There are tweaks to the basic Django systems for:

  • prefilling the database with default columns and units, as well as example data values

    • backend/backend_django/galv/fixtures/ contains fixture files

      • loaded in backend/server.sh

  • creating superuser account

    • created by backend/backend_django/galv/management/commands/create_superuser.py

      • called in backend/server.sh

      • configuration via .env.secret’s DJANGO_SUPERUSER_PASSWORD entry

  • handling permissions is done with a model-based approach from DRYPermissions
    • model permission code in backend/backend_django/galv/models/models.py

    • filterset code in backend/backend_django/galv/permissions.py

    • used in backend/backend_django/galv/views.py

  • there are a few places where the read and write representations of objects differ. This convenience enables:

    • presenting semi-nested representations of objects for convenience
      • A TruncatedHyperlinkedRelatedIdField is used to present a nested representation of objects
        • code in backend/backend_django/galv/serializers/utils.py

        • allows specification of fields to include

        • writes can be done with an object id or a full object representation
          • new objects cannot be created at write-time

    • support for arbitrarily extending model properties with additional fields
      • code in backend/backend_django/galv/models/utils.py

    • support for validating models against schemas
      • code in backend/backend_django/galv/serializers/utils.py

    • support for fields which are read-only unless they are being created (create_only)
      • code in backend/backend_django/galv/serializers/utils.py

    • support for Relational Data Format (RDF, JSON-LD) representations of objects
      • code in backend/backend_django/galv/models/utils.py

    • support for autocomplete objects that behave as strings in the API but are stored as objects in database
      • code in backend/backend_django/galv/models/autocomplete_entries.py

      • database objects can have JSON-LD representations

  • extending drf-spectacular to play nicely with django-rest-knox

    • code in backend/backend_django/galv/schema.py

  • providing a mechanism for yielding data rapidly into the database via SQL’s COPY directive * code in backend/backend_django/galv/utils.py

Additionally, there are some tricks here and there in backend/backend_django/galv/serializers.py and backend/backend_django/galv/models.py. It’s hard to say what’s counterintuitive off the bat, however, so if something confuses you and you figure it out, please document it here!
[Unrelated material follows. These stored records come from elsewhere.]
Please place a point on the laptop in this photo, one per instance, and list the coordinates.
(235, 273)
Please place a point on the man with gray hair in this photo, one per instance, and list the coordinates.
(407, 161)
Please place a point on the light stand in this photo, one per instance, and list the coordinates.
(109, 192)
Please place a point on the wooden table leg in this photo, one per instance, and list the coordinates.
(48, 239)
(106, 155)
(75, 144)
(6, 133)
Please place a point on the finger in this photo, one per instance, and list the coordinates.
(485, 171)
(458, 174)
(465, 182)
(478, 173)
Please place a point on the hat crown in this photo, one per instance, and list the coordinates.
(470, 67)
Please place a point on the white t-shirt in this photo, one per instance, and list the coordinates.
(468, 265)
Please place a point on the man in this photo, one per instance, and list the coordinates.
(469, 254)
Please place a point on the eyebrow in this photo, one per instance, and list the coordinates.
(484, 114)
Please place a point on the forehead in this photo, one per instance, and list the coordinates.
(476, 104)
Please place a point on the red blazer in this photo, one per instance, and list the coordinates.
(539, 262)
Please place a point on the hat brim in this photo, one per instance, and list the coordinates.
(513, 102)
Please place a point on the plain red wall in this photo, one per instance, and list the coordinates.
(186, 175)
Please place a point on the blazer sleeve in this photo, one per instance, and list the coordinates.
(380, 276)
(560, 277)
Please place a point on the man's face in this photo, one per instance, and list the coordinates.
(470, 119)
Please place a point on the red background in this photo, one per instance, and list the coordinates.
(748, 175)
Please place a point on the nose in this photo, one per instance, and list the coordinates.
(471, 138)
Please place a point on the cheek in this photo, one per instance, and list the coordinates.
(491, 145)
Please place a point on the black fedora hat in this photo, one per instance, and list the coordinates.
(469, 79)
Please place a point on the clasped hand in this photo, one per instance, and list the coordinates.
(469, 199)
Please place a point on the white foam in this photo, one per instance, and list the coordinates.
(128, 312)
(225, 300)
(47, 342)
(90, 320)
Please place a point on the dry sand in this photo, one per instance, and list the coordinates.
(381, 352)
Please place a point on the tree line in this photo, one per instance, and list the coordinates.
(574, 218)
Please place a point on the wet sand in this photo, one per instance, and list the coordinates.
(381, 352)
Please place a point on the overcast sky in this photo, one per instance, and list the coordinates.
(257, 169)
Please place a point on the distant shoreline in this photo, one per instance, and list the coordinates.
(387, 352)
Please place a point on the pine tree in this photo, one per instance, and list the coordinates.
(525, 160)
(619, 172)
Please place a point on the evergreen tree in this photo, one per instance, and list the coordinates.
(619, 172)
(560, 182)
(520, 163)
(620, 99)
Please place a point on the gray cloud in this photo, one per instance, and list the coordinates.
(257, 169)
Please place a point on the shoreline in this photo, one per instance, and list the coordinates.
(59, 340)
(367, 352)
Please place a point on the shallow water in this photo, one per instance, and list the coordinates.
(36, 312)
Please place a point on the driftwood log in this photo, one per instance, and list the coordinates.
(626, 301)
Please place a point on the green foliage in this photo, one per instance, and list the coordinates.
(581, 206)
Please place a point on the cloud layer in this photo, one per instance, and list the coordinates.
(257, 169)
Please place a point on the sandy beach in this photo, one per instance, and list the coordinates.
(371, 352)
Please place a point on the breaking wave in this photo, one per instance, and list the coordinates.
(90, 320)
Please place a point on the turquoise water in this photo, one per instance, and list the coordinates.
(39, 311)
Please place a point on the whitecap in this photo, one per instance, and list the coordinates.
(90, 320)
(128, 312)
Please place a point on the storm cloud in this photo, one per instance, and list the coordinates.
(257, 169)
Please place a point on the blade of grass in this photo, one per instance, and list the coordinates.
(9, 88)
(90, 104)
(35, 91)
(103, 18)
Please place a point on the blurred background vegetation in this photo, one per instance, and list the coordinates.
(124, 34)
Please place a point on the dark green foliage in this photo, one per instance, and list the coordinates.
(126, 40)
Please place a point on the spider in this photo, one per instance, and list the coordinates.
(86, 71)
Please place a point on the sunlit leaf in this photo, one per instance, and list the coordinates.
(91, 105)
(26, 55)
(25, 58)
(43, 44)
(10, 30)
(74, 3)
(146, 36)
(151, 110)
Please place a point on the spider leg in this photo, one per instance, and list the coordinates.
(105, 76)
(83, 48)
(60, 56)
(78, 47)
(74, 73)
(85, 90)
Generally speaking, most of the logic is taken care of in serializers.py, with endpoint control and documentation mostly handled in views.py. A major exception is the Harvester report/ endpoint which has its logic in views.py.

Harvesters have an api_key they use to authenticate with the server. This is created the first time the Harvester model is saved in models.py.

Harvesters

The harvesters are python scripts which monitor directories for tester datafiles, parse them according to their format, and send the data and any metadata to the Django REST API. The harvesters run continually, with an optional sleep duration in their cycle.

The docker-compose.dev.yml file has an example of how to automatically configure a new harvester instance in the initial docker compose command.

Frontend web application

The frontend is written using TypeScript, the React framework and Material-UI components.

It has its own caching system to reduce calls made to the REST API and their consequent loading times.

Database

The project uses PostgreSQL for its database. Other databases are currently not supported. An entity relationship diagram is shown below.

resources/ERD.png

Documentation

Documentation is written in Sphinx’ reStructured Text and produced by Sphinx.

Documentation is located in the /docs/source directory.

Contributor guide

We very much welcome contributions. Please feel free to participate in discussion around the issues listed on GitHub, submit new bugs or feature requests, or help contribute to the codebase.

If you are contributing to the codebase, we request that your pull requests identify and solve a specific problem, and include unit tests for code that has been added or modified, and updated documentation if relevant.